A: Not automatically. That variable might still be important conceptually, or jointly significant with others. Look at theory, VIF, and how the whole model behaves, not just one p-value.
- Q17: What is a dummy variable?
A: A dummy (indicator) variable is coded 0/1 to represent categories such as gender (0 = male, 1 = female) or major (0 = non-engineering, 1 = engineering).
- Q18: How do I interpret the coefficient on a dummy variable?
A: It is the average difference in Y between the group coded 1 and the baseline group coded 0, holding other X’s constant.
- Q19: What is an interaction term and when do I need one?
A: An interaction term is a product like X1*X2. You use it when the effect of one predictor depends on the level of another (e.g., extra study hours help more for students who attend class regularly).
- Q20: What is the difference between a confidence interval and a prediction interval?
A: A confidence interval is for the mean response at a given X. A prediction interval is for an individual observation and is wider because it includes random noise for that one student.
Part 2 – Advanced: common OLS mistakes in research
- Q21: Biggest mistake #1 — is “significant” the same as “causal”?
A: No.
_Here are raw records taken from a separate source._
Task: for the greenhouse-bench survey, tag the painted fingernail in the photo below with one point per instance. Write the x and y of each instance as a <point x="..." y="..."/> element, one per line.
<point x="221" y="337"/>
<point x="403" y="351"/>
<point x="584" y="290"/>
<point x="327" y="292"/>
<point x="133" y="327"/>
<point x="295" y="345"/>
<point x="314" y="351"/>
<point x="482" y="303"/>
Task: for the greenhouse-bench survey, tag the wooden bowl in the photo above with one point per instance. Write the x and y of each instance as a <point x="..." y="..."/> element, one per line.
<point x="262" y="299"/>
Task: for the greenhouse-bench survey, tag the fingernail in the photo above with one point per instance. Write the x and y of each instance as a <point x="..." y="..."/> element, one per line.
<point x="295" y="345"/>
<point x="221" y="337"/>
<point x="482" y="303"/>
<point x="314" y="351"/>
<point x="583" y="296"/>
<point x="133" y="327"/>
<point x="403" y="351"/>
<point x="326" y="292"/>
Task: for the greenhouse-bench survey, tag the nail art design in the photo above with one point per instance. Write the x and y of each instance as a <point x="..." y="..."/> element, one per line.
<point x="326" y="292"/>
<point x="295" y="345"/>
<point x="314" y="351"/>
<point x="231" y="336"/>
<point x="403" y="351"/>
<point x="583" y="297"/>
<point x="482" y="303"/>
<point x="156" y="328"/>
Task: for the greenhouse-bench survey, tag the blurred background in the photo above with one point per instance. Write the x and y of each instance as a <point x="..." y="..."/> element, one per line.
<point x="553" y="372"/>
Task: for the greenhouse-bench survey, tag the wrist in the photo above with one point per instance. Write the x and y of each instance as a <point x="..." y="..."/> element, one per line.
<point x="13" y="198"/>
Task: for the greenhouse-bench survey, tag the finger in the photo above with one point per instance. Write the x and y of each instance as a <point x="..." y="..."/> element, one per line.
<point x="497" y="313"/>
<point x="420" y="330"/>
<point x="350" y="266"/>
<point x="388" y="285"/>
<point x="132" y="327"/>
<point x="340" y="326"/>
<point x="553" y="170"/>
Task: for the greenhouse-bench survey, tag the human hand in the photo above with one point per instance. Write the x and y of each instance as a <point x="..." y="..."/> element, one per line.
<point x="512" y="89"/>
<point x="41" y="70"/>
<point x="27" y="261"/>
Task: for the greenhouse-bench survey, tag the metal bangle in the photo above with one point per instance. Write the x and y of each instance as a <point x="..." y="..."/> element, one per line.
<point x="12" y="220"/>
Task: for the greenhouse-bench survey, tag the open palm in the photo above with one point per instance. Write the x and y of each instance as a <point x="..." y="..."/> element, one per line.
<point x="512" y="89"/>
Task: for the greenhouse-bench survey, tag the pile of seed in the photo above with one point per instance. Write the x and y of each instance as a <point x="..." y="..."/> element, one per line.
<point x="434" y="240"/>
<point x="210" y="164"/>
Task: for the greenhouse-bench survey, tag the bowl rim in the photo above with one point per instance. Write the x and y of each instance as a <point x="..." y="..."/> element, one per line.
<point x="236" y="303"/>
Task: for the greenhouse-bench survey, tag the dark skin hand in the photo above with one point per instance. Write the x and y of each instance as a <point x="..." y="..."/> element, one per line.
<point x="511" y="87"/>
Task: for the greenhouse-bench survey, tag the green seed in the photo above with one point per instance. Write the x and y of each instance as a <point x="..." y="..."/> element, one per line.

A small p-value in OLS shows an association, not a causal effect. Without a good identification strategy (experiment, natural experiment, IV, etc.), calling it “impact” or “effect” is usually too strong.
- Q22: What is omitted variable bias?
A: It happens when an important variable that affects both X and Y is left out of the model. The slopes on the included X’s can be badly biased and misleading.
- Q23: Is it safe to rely only on “starred” coefficients and ignore the rest?
A: Not really. Some variables may not be individually significant but are jointly important. Also, focus on effect sizes, confidence intervals, and theory—not only on stars.
- Q24: What is “kitchen sink” regression and why is it a problem?
A: It’s when you throw every possible variable into the model. With limited n, this can create overfitting, high VIFs, unstable coefficients, and p-values that bounce around across specifications.
- Q25: Why is stepwise selection based only on p-values risky?
Stepwise methods chase noise in the sample and ignore theory. They can inflate Type I error, produce biased coefficients, and give models that don’t replicate in new data.
- Q26: What happens if I ignore nonlinearity?
A: If the relationship is curved but you force a straight line, predictions and slopes can be wrong. Often you need transformations (like log) or polynomial/interaction terms.
- Q27: How can high multicollinearity mislead researchers?
A: With high VIF, individual p-values may look large even when the predictors are important jointly. Signs can flip when you add/drop a variable. Over-interpreting individual slopes in that situation is a common mistake.
- Q28: What if I ignore clustered or repeated-measures data?
A: If observations are not independent (e.g., students inside schools, same firm over time) and you still use plain OLS SEs, the p-values can be far too optimistic. Clustered or robust SEs (or panel methods) are needed.
- Q29: Why is it dangerous to interpret log coefficients without thinking?
A: In log models, slopes are elasticities or semi-elasticities (percent changes, not raw units). A common error is to read them as “X units” instead of “X percent,” or to misinterpret log–log vs log–level forms.
- Q30: What is p-hacking in the context of OLS?
A: Running many regressions and only reporting the ones that “work” (p < 0.05), often without saying how many models were tried. This inflates false positives and makes results look stronger than they are.
- Q31: Why should researchers always check residual and influence diagnostics?
A: Ignoring residual plots, leverage, and Cook’s D can hide model misfit or a few influential points driving the entire result. Robust work always reports basic diagnostics.
- Q32: Is a big sample size a free pass to ignore model assumptions?
A: No. A large n can make tiny, unimportant effects statistically significant, and systematic violations (wrong functional form, omitted variables) don’t disappear just because n is large.